Note: This bug is displayed in read-only format because
the product is no longer active in Red Hat Bugzilla.
RHEL Engineering is moving the tracking of its product development work on RHEL 6 through RHEL 9 to Red Hat Jira (issues.redhat.com). If you're a Red Hat customer, please continue to file support cases via the Red Hat customer portal. If you're not, please head to the "RHEL project" in Red Hat Jira and file new tickets here. Individual Bugzilla bugs in the statuses "NEW", "ASSIGNED", and "POST" are being migrated throughout September 2023. Bugs of Red Hat partners with an assigned Engineering Partner Manager (EPM) are migrated in late September as per pre-agreed dates. Bugs against components "kernel", "kernel-rt", and "kpatch" are only migrated if still in "NEW" or "ASSIGNED". If you cannot log in to RH Jira, please consult article #7032570. That failing, please send an e-mail to the RH Jira admins at rh-issues@redhat.com to troubleshoot your issue as a user management inquiry. The email creates a ServiceNow ticket with Red Hat. Individual Bugzilla bugs that are migrated will be moved to status "CLOSED", resolution "MIGRATED", and set with "MigratedToJIRA" in "Keywords". The link to the successor Jira issue will be found under "Links", have a little "two-footprint" icon next to it, and direct you to the "RHEL project" in Red Hat Jira (issue links are of type "https://issues.redhat.com/browse/RHEL-XXXX", where "X" is a digit). This same link will be available in a blue banner at the top of the page informing you that that bug has been migrated.
Cause: If multipathd failed to add a multipath device, in some circumstances, it was freeing the alias, and then accessing it and attempting to free it again.
Consequence: multipathd would crash if it tried to add a multipath device that was too large for it to handle (and far too large to be practical in a real world application)
Fix: multipathd no longer frees the alias twice, or attempts to access the freed alias.
Result: multipathd no longer crashes when it fails to add a multipath device.
Description of problem:
When testing multipath over iscsi, multipathd crashed.

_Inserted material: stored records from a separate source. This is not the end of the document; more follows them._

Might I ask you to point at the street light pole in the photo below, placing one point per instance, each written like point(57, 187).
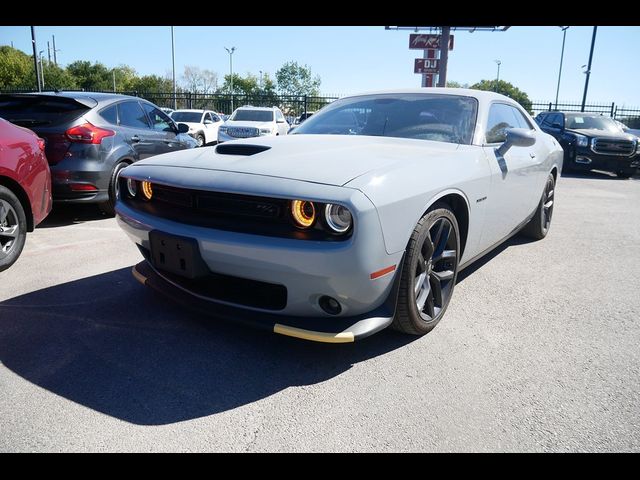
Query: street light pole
point(564, 37)
point(173, 63)
point(41, 68)
point(231, 50)
point(35, 57)
point(588, 72)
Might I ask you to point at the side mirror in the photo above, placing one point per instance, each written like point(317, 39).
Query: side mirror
point(516, 137)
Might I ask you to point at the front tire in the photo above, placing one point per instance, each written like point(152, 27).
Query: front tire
point(109, 207)
point(429, 272)
point(13, 228)
point(539, 225)
point(625, 173)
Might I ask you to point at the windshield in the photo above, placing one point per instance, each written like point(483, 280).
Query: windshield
point(189, 117)
point(252, 116)
point(442, 118)
point(582, 122)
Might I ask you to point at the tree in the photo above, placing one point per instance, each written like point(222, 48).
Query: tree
point(16, 69)
point(507, 89)
point(92, 77)
point(294, 79)
point(152, 83)
point(196, 80)
point(241, 85)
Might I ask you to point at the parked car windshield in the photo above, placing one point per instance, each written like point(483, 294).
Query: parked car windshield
point(442, 118)
point(190, 117)
point(252, 115)
point(584, 122)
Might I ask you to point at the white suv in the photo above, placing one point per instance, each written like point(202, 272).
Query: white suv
point(253, 122)
point(203, 124)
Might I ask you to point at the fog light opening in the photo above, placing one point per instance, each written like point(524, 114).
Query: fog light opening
point(329, 305)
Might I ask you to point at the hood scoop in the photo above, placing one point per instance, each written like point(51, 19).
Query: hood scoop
point(242, 149)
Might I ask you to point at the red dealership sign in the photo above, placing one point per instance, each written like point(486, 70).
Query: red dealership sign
point(418, 41)
point(426, 65)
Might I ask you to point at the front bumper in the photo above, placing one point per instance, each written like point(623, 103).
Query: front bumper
point(335, 330)
point(307, 269)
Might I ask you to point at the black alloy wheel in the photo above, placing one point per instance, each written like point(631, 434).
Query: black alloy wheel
point(429, 272)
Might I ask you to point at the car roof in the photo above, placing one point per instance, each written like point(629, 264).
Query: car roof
point(482, 95)
point(97, 96)
point(249, 107)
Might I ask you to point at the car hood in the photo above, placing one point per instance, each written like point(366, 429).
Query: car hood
point(326, 159)
point(231, 123)
point(590, 132)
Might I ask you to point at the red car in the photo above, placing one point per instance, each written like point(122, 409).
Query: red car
point(25, 188)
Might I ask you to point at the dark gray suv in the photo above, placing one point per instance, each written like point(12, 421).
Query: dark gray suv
point(91, 137)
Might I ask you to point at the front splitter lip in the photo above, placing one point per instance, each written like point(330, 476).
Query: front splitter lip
point(318, 329)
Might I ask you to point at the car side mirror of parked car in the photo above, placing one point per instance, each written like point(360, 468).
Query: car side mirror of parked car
point(516, 137)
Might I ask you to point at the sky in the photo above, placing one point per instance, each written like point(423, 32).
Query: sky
point(356, 59)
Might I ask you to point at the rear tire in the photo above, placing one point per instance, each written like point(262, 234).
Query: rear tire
point(13, 228)
point(429, 272)
point(539, 225)
point(109, 207)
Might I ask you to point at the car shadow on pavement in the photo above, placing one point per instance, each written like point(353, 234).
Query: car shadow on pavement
point(112, 345)
point(62, 215)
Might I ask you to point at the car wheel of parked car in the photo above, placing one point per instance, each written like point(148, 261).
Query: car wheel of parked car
point(13, 228)
point(539, 225)
point(625, 173)
point(429, 272)
point(109, 207)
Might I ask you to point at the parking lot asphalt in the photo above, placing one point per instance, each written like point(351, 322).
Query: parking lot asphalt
point(537, 352)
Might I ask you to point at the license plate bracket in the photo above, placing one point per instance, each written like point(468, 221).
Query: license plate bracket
point(176, 254)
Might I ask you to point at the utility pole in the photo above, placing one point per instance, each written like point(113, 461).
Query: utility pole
point(231, 50)
point(588, 72)
point(444, 56)
point(41, 69)
point(55, 60)
point(564, 37)
point(35, 57)
point(173, 62)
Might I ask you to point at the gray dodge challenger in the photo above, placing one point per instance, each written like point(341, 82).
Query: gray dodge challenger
point(360, 219)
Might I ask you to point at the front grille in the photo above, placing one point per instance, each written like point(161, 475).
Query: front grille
point(243, 132)
point(608, 146)
point(227, 211)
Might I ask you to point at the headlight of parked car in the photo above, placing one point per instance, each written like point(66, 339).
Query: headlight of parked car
point(338, 217)
point(581, 140)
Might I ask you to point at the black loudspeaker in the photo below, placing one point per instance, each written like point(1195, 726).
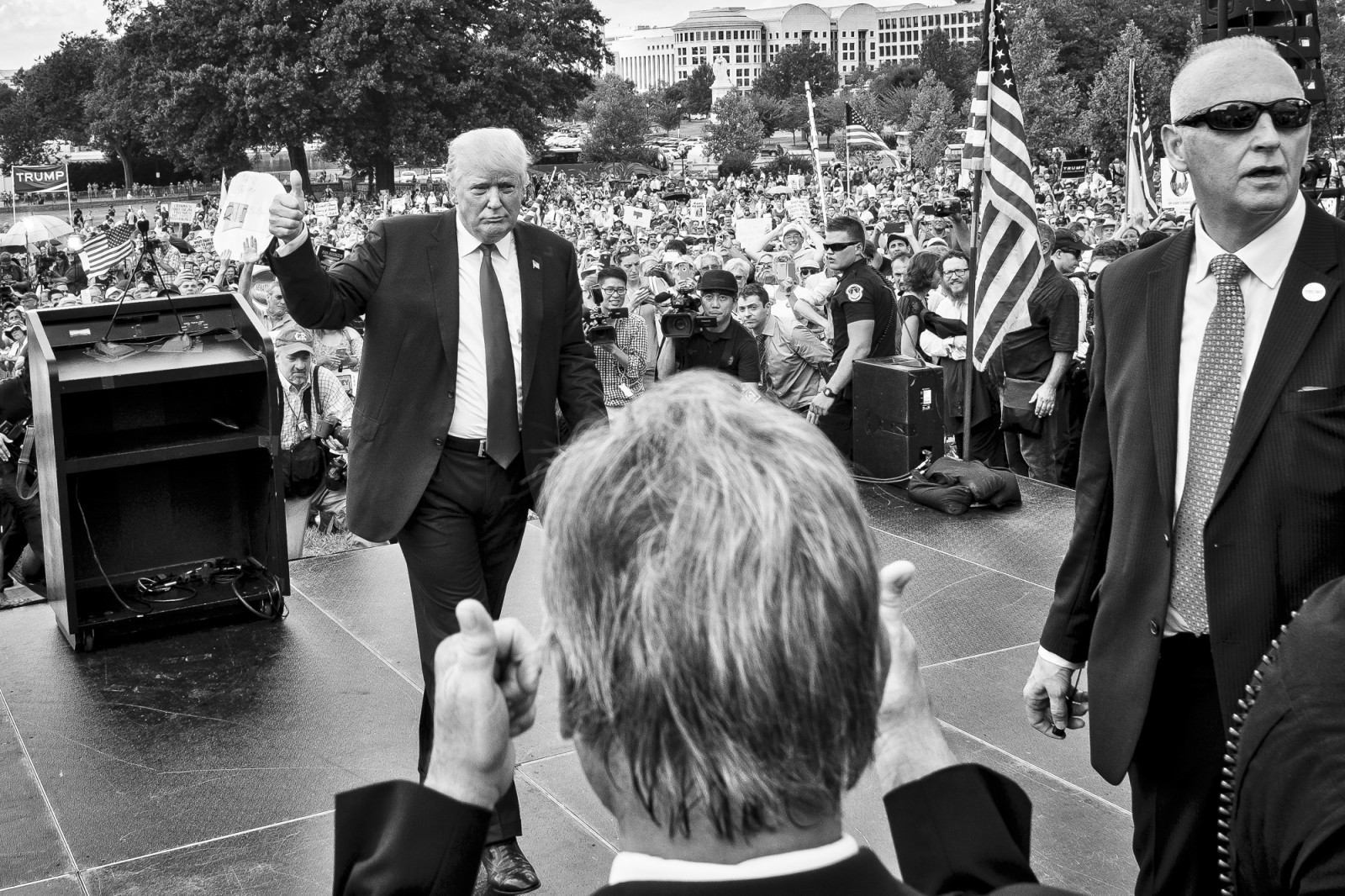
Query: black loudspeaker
point(156, 465)
point(898, 416)
point(1290, 24)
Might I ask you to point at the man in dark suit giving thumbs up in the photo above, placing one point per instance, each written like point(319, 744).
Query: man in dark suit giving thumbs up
point(472, 334)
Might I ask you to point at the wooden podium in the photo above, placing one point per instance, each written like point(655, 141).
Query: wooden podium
point(156, 465)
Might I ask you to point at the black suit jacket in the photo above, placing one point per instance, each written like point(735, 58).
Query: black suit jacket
point(961, 829)
point(404, 280)
point(1277, 528)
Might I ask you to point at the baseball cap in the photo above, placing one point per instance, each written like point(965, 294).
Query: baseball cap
point(1069, 242)
point(719, 280)
point(289, 340)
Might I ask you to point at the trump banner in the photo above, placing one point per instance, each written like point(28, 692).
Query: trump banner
point(40, 179)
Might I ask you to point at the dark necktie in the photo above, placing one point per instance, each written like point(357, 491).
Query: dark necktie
point(1214, 409)
point(502, 440)
point(766, 381)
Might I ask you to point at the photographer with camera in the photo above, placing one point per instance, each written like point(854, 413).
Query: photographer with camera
point(620, 340)
point(313, 435)
point(719, 342)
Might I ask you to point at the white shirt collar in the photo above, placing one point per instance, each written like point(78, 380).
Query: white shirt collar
point(468, 244)
point(629, 867)
point(1266, 256)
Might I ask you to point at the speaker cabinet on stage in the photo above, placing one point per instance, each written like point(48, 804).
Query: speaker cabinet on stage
point(156, 463)
point(898, 416)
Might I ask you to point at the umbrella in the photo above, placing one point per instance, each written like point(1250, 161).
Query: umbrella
point(38, 228)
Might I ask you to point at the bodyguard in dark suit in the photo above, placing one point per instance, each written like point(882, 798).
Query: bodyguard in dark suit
point(472, 336)
point(1210, 497)
point(720, 693)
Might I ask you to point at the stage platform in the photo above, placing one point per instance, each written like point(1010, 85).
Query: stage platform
point(206, 762)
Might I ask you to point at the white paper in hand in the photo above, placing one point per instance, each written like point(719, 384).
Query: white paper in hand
point(246, 212)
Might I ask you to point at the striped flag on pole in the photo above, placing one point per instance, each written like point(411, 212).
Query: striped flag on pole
point(858, 134)
point(105, 249)
point(1140, 158)
point(1009, 260)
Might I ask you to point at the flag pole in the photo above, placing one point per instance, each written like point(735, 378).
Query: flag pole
point(817, 161)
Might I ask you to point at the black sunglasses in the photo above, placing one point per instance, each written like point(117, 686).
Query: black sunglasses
point(1243, 114)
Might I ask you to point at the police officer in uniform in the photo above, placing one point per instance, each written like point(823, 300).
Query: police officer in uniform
point(864, 316)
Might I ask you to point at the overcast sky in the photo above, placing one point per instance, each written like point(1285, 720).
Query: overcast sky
point(33, 29)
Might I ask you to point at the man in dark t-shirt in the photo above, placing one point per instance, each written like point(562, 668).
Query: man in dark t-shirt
point(864, 322)
point(1040, 354)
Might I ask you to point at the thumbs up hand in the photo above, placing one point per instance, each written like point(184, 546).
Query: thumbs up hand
point(287, 210)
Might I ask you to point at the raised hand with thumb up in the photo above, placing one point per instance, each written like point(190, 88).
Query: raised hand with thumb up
point(287, 210)
point(486, 681)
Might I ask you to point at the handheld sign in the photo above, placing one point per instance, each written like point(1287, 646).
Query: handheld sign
point(246, 213)
point(182, 212)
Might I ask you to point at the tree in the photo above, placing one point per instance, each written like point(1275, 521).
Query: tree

And it also prevent the daemon restart with this error messages:
===
multipathd: mpathdx: error getting map status string
===
The crashdump file is attahced.
Version-Release number of selected component (if applicable):
device-mapper-multipath-0.4.9-62
How reproducible:
only hit it twice.
Steps to Reproduce:
1. Create a multipath over iSCSI.
2. Try to clone it's iscsi iface and iscsi node.
===
for X in `seq 1 129`;do
iscsiadm -m iface -o new -I gris_tmp_iface_$X;
iscsiadm -m iface -I gris_tmp_iface_$X -o update \
-n iface.initiatorname -v iqn.1994-05.com.redhat:gris-dev-2;
iscsiadm -m iface -I gris_tmp_iface_$X -o update \
-n iface.transport_name -v tcp;
iscsiadm -m node -T iqn.1992-08.com.netapp:sn.151753773 \
-I gris_tmp_iface_$X -p 10.16.43.127 -o new;
iscsiadm -m node -T iqn.1992-08.com.netapp:sn.151753773 \
-I gris_tmp_iface_$X -l;
done
===
3. waitudev
Actual results:
multipathd crash
Expected results:
multipathd not crash.
Additional info:
The reproduce scripts is not the code I am using when testing, It's just a translate from perl code.
The backtrace from gdb:
===============================
(gdb) bt
#0 0x00007fa4f12db8a5 in raise (sig=6) at ../nptl/sysdeps/unix/sysv/linux/raise.c:64
#1 0x00007fa4f12dd085 in abort () at abort.c:92
#2 0x00007fa4f13197b7 in __libc_message (do_abort=2,
fmt=0x7fa4f1400f80 "*** glibc detected *** %s: %s: 0x%s ***\n") at ../sysdeps/unix/sysv/linux/libc_fatal.c:198
#3 0x00007fa4f131f0e6 in malloc_printerr (action=3, str=0x7fa4f14012c0 "double free or corruption (out)",
ptr=<value optimized out>) at malloc.c:6311
#4 0x00007fa4f1321c13 in _int_free (av=0x7fa4f1637e80, p=0x7fa4cc06e170, have_lock=0) at malloc.c:4811
#5 0x0000000000408501 in ev_add_map (dev=0x7fa4cc001d10, vecs=<value optimized out>) at main.c:304
#6 0x0000000000408af2 in uev_add_map (uev=0x7fa4e80009f0, trigger_data=0x163df00) at main.c:235
#7 uev_trigger (uev=0x7fa4e80009f0, trigger_data=0x163df00) at main.c:731
#8 0x00007fa4f1c9d214 in service_uevq () at uevent.c:109
#9 0x00007fa4f1c9d2b7 in uevq_thread (et=<value optimized out>) at uevent.c:135
#10 0x00007fa4f1643851 in start_thread (arg=0x7fa4f2911700) at pthread_create.c:301
#11 0x00007fa4f139190d in clone () at ../sysdeps/unix/sysv/linux/x86_64/clone.S:115
===============================
Comment 5RHEL Program Management
2012-12-14 07:24:46 UTC
This request was not resolved in time for the current release.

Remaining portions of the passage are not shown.